The situation is exacerbated under the current visa rules, introduced in 2012, which tie domestic workers to their employer. Critics of the tied-visa claim that the UK government has recreated kafala, a much criticised sponsorship system used in Gulf States, which is turning migrant workers into modern day slaves.
The Mayor’s response to the issue is that MOPAC’s victim strategy pays careful attention to ensure the best possible reach of resources to all victims of crime. More could be done to make sure that convictions are upheld and to stop abuse from happening in the first place.
This Assembly therefore welcomes the suggestion made by the Government’s Anti-Slavery Commissioner, Kevin Hyland, for an inspections system designed to assess the welfare of domestic workers. However, concerns that such regulation would be ineffectual under the current tied-visa must be taken into account when considering future policies to protect domestic workers.
We understand that the recommendations of an independent review of the tied-visa commissioned by the Minister for Modern Slavery and Organised Crime, Karen Bradley, are due to be announced. Given the barrier to justice for domestic workers that the tied visa presents, this Assembly calls on the Mayor, in his capacity as the de facto Police and Crime Commissioner for London, to write to the Home Secretary, making the case for the tied-visa to be repealed.”
 Domestic work by its nature is carried out in the home of the employer, out of sight from the outside world regulatory bodies.
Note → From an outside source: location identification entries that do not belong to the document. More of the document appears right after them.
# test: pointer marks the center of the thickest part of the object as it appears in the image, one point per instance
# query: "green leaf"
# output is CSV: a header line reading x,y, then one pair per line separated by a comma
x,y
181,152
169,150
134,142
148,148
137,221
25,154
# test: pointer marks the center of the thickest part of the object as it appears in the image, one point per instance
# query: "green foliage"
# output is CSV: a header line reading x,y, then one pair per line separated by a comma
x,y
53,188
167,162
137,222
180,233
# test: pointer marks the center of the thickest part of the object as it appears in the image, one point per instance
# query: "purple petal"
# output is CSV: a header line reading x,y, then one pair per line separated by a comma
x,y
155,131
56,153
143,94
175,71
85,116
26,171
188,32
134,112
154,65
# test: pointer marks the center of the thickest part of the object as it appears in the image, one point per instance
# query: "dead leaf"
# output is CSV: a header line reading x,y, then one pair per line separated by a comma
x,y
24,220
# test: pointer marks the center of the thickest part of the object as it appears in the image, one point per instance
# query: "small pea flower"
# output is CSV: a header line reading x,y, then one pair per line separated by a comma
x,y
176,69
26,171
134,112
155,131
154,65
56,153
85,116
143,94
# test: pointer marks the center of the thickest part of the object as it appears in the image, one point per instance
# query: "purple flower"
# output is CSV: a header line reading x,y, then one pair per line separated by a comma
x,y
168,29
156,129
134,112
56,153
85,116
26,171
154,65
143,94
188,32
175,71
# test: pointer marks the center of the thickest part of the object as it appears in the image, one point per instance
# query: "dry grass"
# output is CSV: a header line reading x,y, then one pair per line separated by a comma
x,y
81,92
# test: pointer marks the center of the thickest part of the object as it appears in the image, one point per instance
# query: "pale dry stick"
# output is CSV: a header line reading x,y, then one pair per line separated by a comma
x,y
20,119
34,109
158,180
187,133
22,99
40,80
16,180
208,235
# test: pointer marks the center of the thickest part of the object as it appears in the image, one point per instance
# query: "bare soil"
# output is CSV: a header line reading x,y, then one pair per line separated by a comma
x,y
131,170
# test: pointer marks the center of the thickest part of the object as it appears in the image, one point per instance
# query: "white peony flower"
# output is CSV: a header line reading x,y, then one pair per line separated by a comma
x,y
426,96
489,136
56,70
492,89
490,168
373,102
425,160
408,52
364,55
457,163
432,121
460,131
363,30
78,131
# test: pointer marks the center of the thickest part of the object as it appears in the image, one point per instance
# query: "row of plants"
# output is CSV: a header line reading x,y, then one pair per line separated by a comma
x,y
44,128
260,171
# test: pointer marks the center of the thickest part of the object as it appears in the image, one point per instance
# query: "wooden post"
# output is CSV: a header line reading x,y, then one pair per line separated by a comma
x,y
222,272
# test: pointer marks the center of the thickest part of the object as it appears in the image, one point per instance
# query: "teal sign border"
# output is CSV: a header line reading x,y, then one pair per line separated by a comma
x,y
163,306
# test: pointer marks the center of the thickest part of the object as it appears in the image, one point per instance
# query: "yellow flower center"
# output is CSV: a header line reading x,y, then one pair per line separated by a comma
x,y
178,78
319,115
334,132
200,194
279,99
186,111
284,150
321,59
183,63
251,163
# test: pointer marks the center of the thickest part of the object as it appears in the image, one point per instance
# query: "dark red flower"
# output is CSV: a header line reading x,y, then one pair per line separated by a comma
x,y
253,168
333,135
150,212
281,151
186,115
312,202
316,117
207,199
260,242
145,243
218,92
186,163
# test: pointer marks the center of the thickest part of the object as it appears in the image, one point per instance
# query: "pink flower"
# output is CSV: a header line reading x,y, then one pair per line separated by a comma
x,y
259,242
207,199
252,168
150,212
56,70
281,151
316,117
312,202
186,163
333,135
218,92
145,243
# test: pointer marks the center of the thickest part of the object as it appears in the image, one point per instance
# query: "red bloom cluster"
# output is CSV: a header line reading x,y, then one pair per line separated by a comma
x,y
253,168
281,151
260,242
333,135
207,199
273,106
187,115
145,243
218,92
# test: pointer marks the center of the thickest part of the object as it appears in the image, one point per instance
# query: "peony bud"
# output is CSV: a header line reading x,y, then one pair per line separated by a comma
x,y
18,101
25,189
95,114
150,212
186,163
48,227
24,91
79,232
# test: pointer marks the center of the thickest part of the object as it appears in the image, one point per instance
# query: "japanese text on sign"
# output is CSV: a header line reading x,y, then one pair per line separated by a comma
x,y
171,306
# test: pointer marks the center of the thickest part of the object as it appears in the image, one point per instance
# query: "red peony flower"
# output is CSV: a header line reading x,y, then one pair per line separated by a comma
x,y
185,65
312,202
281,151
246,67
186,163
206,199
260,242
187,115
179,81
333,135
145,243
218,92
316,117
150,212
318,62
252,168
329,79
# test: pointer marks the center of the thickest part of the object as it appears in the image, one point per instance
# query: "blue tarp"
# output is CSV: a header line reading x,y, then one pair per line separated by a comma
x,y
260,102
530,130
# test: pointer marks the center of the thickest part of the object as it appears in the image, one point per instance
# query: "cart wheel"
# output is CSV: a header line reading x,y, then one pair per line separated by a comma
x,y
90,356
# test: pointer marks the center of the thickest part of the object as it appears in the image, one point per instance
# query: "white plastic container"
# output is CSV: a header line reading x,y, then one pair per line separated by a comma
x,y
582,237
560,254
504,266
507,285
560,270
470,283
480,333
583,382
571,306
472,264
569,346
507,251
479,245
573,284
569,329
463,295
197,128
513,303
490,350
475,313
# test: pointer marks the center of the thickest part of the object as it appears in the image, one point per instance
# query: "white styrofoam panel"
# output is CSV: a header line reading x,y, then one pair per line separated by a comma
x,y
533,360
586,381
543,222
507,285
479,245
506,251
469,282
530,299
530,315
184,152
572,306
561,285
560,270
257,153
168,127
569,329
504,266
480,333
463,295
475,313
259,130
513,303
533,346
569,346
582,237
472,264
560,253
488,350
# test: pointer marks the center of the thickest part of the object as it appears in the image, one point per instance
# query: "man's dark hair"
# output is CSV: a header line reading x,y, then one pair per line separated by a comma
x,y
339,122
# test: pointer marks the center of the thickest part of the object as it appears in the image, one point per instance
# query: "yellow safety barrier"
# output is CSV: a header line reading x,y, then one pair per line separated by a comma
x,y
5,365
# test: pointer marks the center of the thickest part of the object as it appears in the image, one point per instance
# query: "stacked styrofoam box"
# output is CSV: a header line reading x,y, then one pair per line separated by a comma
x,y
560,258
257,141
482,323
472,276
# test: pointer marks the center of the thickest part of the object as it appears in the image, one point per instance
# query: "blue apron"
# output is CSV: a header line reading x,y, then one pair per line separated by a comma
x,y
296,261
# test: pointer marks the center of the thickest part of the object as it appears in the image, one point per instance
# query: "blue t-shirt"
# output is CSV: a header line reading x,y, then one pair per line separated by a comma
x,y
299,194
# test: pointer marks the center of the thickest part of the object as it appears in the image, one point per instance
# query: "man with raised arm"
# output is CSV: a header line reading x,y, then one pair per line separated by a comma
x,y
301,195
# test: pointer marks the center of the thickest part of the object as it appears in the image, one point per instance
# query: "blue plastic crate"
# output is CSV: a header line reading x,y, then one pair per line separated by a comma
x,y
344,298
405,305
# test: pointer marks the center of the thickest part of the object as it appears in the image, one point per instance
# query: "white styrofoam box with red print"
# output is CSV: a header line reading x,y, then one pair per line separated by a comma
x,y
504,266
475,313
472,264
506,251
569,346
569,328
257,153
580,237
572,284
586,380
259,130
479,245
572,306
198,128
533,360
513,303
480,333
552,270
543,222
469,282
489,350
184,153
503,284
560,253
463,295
Migrant domestic workers also often live in the home of their employer which further increases their vulnerability to abuse and exploitation.
 Kalayaan Briefing: Research on Police Effectiveness in the Protection of Migrant Domestic Workers
 Since April 2012 migrant domestic workers who enter the UK on the Overseas Domestic Worker visa are tied to their employer, if the worker leaves for any reason they will have breached the immigration rules.